New iMacs and MacBook Pros out-blur Mac Pros in Final Cut Pro X benchmarks


Hardware specialists over at Bare Feats ran a series of interesting Final Cut Pro X benchmarks pitting the latest Sandy Bridge-equipped iMac and MacBook Pro against the last year’s Mac Pro. The iMac system rocked a 3.4GHz quad-core Core i7 processor with 16GB of DDR3 1333MHz RAM and AMD Radeon HD 6970M graphics with 2GB of GDDR5 video memory. The MacBook Pro was a 2.3GHz quad-core Core i7 system with 8G of DDR3 1333MHz RAM and AMD Radeon HD 6750M graphics with 1G of GDDR5 video memory. The 2010 Mac Pro desktop had a 3.33GHz six-core Westmere processor with 24GB of ECC DDR3 1333MHz RAM and AMD Radeon HD 5870 graphics with 1G of GDDR5 video memory.
Summing up, in two out of four benchmarks involving blur sharpen and blur directional effects the iMac came in first and the MacBook Pro outperformed or matched the Mac Pro. It is in the remaining two GPU-intensive tests – exporting a Final Cut Pro X project in H.264 (transcoding) and encoding a Blu-Ray stream in Compressor 4 – that the Mac Pro shined. Although the benchmarks are far from conclusive, they give away the false impression of Apple favoring the newer Sandy Bridge architecture.
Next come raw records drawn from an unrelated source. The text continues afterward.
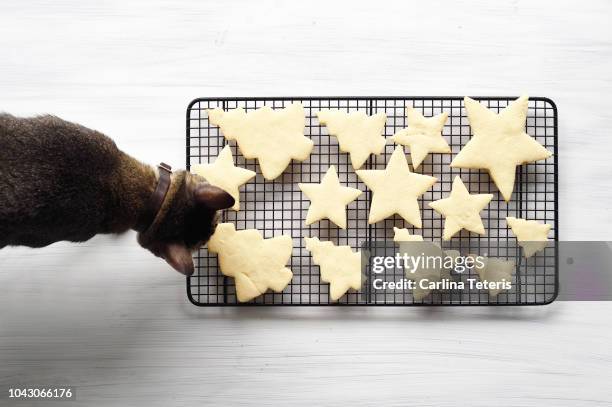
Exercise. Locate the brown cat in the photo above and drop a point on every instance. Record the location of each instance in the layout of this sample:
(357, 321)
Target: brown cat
(62, 181)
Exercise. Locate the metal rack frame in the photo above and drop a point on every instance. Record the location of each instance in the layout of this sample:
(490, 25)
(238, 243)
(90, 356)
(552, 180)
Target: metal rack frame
(277, 207)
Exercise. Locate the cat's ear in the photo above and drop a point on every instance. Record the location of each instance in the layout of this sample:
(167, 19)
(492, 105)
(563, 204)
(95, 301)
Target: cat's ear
(179, 257)
(213, 197)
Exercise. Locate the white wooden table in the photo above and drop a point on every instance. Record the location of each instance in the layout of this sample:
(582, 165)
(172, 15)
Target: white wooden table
(113, 321)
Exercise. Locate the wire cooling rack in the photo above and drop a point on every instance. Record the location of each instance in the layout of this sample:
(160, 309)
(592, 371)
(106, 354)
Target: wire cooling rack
(279, 207)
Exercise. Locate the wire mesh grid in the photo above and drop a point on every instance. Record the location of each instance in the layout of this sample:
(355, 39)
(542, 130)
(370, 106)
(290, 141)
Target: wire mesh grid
(279, 207)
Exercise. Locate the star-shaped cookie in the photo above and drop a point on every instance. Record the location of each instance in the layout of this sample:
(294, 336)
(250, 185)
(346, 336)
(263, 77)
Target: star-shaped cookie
(256, 264)
(358, 134)
(423, 135)
(328, 199)
(273, 137)
(499, 143)
(340, 266)
(461, 210)
(531, 235)
(396, 189)
(223, 174)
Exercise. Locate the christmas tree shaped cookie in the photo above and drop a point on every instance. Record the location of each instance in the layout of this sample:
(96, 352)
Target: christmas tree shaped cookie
(223, 174)
(358, 134)
(257, 264)
(532, 236)
(340, 266)
(423, 135)
(499, 143)
(273, 137)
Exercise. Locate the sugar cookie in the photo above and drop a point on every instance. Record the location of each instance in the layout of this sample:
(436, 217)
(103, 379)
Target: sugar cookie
(499, 143)
(358, 134)
(273, 137)
(256, 264)
(340, 266)
(396, 189)
(328, 199)
(223, 174)
(461, 210)
(423, 135)
(531, 235)
(496, 271)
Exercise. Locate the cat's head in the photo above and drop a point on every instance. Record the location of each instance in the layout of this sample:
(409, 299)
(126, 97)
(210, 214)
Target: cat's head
(185, 221)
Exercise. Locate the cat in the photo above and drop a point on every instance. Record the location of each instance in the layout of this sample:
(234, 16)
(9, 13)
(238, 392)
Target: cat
(60, 181)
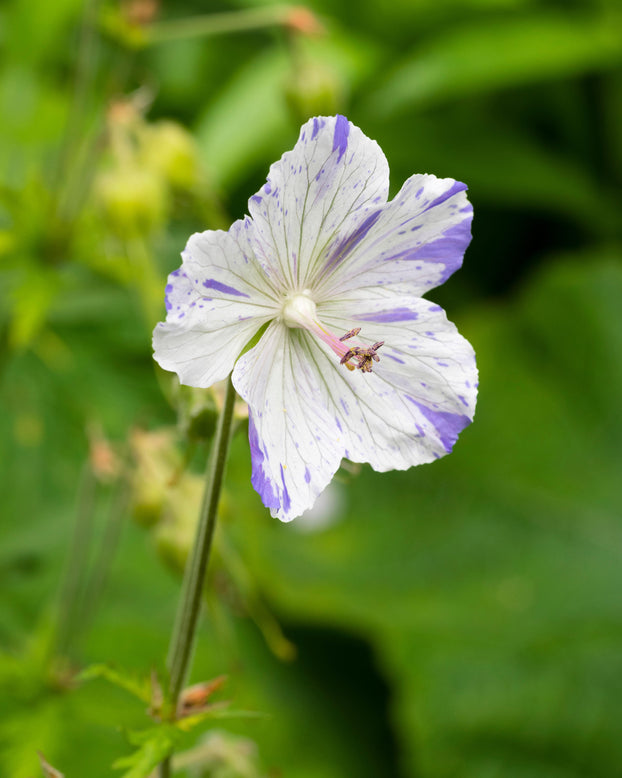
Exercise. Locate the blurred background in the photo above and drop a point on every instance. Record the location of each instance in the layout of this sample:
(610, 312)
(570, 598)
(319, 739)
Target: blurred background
(459, 619)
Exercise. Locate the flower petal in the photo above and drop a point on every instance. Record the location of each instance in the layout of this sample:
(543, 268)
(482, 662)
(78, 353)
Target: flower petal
(416, 241)
(292, 434)
(425, 383)
(333, 171)
(216, 301)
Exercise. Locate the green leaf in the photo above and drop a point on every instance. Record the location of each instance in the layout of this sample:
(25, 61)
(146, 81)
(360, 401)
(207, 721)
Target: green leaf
(155, 744)
(230, 140)
(488, 583)
(494, 55)
(139, 687)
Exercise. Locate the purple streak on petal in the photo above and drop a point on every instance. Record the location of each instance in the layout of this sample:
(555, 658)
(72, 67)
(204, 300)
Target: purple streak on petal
(448, 425)
(286, 502)
(213, 284)
(345, 246)
(395, 314)
(447, 250)
(261, 484)
(456, 187)
(340, 138)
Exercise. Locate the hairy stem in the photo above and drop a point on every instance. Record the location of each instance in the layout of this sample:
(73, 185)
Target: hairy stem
(182, 640)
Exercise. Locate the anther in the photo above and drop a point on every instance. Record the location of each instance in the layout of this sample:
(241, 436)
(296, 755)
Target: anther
(350, 334)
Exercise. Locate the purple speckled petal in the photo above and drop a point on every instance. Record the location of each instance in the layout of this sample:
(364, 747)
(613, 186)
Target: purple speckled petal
(291, 434)
(216, 301)
(426, 377)
(333, 171)
(416, 241)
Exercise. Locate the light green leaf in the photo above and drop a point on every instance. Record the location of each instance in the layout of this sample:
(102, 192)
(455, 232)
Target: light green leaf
(154, 746)
(139, 687)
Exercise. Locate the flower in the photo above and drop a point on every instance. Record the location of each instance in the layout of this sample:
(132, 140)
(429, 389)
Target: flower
(315, 302)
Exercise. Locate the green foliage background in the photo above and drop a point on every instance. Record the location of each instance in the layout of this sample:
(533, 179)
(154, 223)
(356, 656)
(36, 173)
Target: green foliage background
(460, 619)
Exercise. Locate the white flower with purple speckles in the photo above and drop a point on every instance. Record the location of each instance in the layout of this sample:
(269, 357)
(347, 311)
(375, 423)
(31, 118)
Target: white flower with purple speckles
(352, 360)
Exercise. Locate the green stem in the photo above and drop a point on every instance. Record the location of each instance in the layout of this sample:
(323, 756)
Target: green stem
(182, 641)
(218, 24)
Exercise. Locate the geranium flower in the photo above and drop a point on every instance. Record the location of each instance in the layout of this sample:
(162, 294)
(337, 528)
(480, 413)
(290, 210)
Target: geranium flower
(316, 303)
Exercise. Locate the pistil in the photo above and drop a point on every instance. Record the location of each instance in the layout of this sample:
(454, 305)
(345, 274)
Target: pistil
(300, 311)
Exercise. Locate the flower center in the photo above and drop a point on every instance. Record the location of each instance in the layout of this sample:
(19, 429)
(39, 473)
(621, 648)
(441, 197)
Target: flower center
(300, 311)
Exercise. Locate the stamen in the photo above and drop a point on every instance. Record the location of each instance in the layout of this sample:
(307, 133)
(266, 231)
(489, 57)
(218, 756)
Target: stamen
(300, 310)
(363, 356)
(350, 334)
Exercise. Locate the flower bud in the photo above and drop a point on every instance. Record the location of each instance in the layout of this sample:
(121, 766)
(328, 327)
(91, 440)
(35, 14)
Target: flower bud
(157, 462)
(170, 149)
(133, 200)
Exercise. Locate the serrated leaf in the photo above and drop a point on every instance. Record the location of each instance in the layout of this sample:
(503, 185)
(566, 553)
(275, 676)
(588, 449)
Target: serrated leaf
(155, 744)
(139, 687)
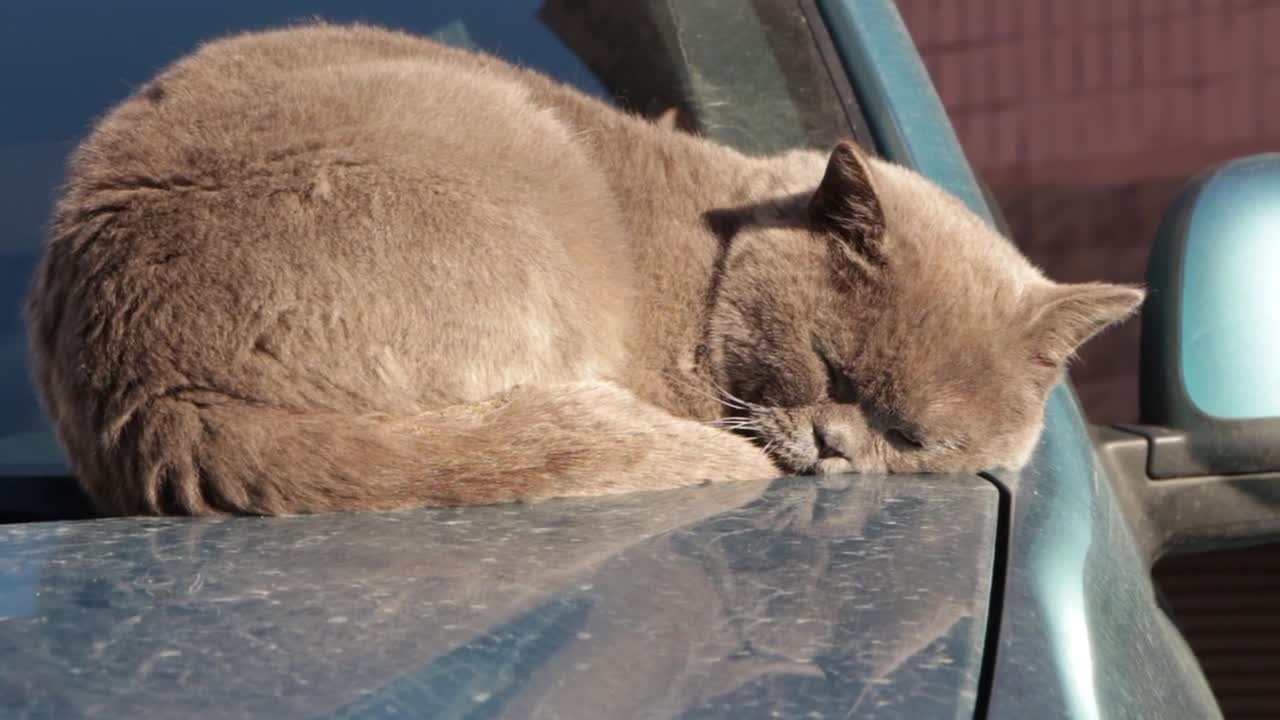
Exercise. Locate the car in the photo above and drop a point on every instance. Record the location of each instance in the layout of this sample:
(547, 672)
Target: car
(1001, 595)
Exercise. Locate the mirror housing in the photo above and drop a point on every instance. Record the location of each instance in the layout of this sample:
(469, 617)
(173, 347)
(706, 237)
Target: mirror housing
(1202, 470)
(1211, 326)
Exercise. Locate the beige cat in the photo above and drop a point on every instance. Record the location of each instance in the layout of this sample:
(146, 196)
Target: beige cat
(347, 268)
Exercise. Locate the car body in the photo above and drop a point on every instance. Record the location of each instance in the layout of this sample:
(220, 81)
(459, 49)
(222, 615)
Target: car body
(999, 595)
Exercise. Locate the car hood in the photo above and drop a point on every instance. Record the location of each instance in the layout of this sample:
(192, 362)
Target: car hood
(800, 598)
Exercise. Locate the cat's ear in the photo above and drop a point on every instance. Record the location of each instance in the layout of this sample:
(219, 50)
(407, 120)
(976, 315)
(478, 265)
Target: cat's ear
(845, 201)
(1070, 314)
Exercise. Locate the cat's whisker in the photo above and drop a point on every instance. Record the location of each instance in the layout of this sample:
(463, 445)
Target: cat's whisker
(730, 401)
(728, 397)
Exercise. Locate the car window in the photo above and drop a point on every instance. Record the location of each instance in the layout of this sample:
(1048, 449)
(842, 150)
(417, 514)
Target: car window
(744, 73)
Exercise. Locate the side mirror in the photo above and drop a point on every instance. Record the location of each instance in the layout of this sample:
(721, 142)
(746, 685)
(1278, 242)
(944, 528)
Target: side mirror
(1203, 466)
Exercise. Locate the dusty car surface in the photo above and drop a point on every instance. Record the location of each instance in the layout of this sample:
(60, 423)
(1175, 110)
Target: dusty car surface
(996, 595)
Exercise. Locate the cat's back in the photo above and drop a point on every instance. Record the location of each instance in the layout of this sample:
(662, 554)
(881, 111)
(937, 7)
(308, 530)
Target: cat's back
(291, 210)
(269, 103)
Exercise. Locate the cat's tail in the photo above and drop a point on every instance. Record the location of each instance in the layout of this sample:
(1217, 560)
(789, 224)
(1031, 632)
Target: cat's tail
(179, 456)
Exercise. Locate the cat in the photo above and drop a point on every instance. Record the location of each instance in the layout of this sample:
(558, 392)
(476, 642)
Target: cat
(337, 267)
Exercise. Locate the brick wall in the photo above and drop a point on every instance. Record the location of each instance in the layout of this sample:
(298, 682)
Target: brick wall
(1087, 115)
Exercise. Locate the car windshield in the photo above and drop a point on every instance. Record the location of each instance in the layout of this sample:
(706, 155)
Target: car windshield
(746, 73)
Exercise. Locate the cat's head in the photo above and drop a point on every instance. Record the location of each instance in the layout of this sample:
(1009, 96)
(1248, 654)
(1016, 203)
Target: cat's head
(880, 326)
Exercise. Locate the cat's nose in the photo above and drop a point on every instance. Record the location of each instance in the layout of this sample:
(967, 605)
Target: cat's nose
(830, 442)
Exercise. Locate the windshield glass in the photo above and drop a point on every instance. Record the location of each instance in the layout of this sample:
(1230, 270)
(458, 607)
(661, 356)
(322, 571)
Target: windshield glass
(744, 73)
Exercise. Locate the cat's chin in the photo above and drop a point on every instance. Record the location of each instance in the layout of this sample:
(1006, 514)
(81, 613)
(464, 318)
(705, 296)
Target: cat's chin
(831, 466)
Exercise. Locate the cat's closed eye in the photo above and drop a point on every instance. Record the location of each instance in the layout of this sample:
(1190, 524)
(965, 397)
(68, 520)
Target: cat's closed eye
(901, 437)
(840, 388)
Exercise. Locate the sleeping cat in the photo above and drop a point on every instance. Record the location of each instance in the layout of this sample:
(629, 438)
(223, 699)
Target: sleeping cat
(332, 268)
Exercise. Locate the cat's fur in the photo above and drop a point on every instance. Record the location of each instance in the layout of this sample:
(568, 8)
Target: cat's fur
(347, 268)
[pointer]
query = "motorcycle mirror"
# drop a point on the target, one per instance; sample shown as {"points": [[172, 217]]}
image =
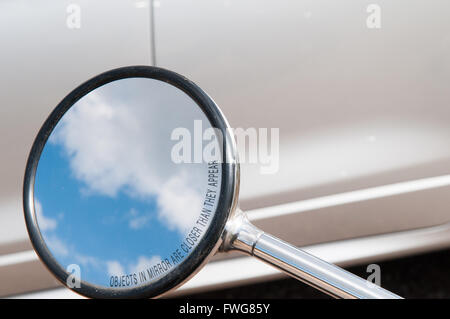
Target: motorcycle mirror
{"points": [[132, 184]]}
Such a notion is certainly strengthened by all the talk about Apple abandoning the high-end pro market with Final Cut Pro X in favor of pro-sumers. (many video editors after all call Final Cut Pro X a glorified iMovie). This doesn’t mean that the engine of Final Cut Pro X favors Sandy Bridge systems. According to a previous Bare Feats benchmark, the flagship 27-inch 2011 iMac runs games like Portal 2 just 28 percent slower than a 70 percent pricier 2010 six-core Mac Pro equipped with the AMD Radeon HD 5870 graphics. The key thing to consider here is mobile AMD graphics in 2011 iMacs and MacBook Pros which is regarded as being slower than Nvidia’s flagship mobile chip, let alone desktop AMD graphics powering 2010 Mac Pros. Because exporting video in Final Cut Pro X and encoding a Blu-Ray stream in Compressor 4 are both GPU-intensive tasks, it’s not surprising at all that the Mac Pro beat the iMac in those tests while falling behind in the other two CPU-intensive benchmarks.